4 de noviembre de 2015

VIAJE A LOS SABIOS BRUJOS DEL CAMINO.

Por eso no se olvida lo amado.

Decía el viajero que se olvidarían de los viajes, pero no se olvidarían de lo vivido porque vivir es enamorarse de los momentos. Se olvida todo menos lo que se ha amado alguna vez y amar es una palabra grande que llega tanto a las personas como a los momentos, los lugares ... Seguramente porque nunca se deja de amar nada que se ha amado en alguna ocasión, por muchas lágrimas que haya costado. O porque es imposible olvidar un momento que nos ha cambiado la vida.

Eran cosas que seguramente decía el viajero por sus miedos a olvidar. Pero el caso es que no había un viaje sin una historia que saliese a su encuentro. También es cierto que ella no podía volver del viaje sin una historia en la maleta.
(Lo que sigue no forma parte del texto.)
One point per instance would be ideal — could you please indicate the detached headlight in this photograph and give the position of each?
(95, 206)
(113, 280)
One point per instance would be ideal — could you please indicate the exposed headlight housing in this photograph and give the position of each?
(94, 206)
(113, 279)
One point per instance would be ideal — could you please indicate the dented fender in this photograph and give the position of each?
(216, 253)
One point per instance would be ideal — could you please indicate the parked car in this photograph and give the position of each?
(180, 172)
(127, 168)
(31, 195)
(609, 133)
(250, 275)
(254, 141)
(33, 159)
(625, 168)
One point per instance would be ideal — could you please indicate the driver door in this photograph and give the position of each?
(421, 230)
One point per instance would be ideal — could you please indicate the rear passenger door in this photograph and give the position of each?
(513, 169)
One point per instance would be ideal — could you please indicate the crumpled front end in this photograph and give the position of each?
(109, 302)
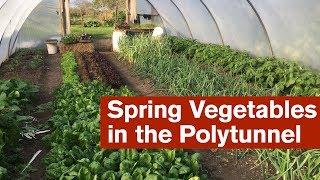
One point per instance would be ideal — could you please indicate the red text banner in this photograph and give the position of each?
(209, 122)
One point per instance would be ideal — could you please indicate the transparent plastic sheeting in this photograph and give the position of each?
(239, 25)
(42, 24)
(13, 15)
(286, 28)
(172, 16)
(201, 24)
(293, 27)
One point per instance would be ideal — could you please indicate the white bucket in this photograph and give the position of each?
(116, 37)
(52, 46)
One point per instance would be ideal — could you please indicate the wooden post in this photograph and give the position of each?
(128, 5)
(67, 10)
(62, 17)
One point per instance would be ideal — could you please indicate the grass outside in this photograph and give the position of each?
(95, 32)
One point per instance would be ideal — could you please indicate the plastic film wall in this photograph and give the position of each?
(26, 23)
(286, 28)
Unas veces era un niño que se caía delante de ellos y el padre le preguntaba ¿para qué te has caído? Y el niño aleccionado respondía sin dudarlo: para aprender a levantarme.

Otras era un guía frustrado disfrazado de vendedor de ciruelas claudias en la plaza y que a cada forastero le contaba la historia de la casa de las columnas y o la de la torre fortificada junto al río donde había estado encerrada Doña Urraca por haberse enamorado de un pastor del pueblo. La verdad era que la infanta Urraca, hija de Fernán González se había casado en segundas nupcias con Ordoño IV de León. Luego el padre se enfadó con el yerno y apoyó a su rival en el trono leonés, Sancho I que obligó a Ordoño a renunciar al trono y de paso recluyó a la pobre Doña Urraca, esposa de su enemigo Ordoño IV, en el torreón hasta su muerte en el 965. Con razón prefieren contar la historia del pastor, es que es mucho más razonable que una venganza tan mezquina.

Una vez un anciano les llevó cojeando a su bodega horadada en una roca de la que salían chispas al picarla con un pico de hierro. En aquella cueva de piedra bebieron su vino y le perdonaron las ajustadas viandas que generosamente les ofreció sabiendo que lo daba todo.

Otro hombre les condujo por un cementerio que había dentro de una muralla y les contó las historias que escondían las sepulturas. Historias terribles de epidemias que arrasaban con los más pequeños.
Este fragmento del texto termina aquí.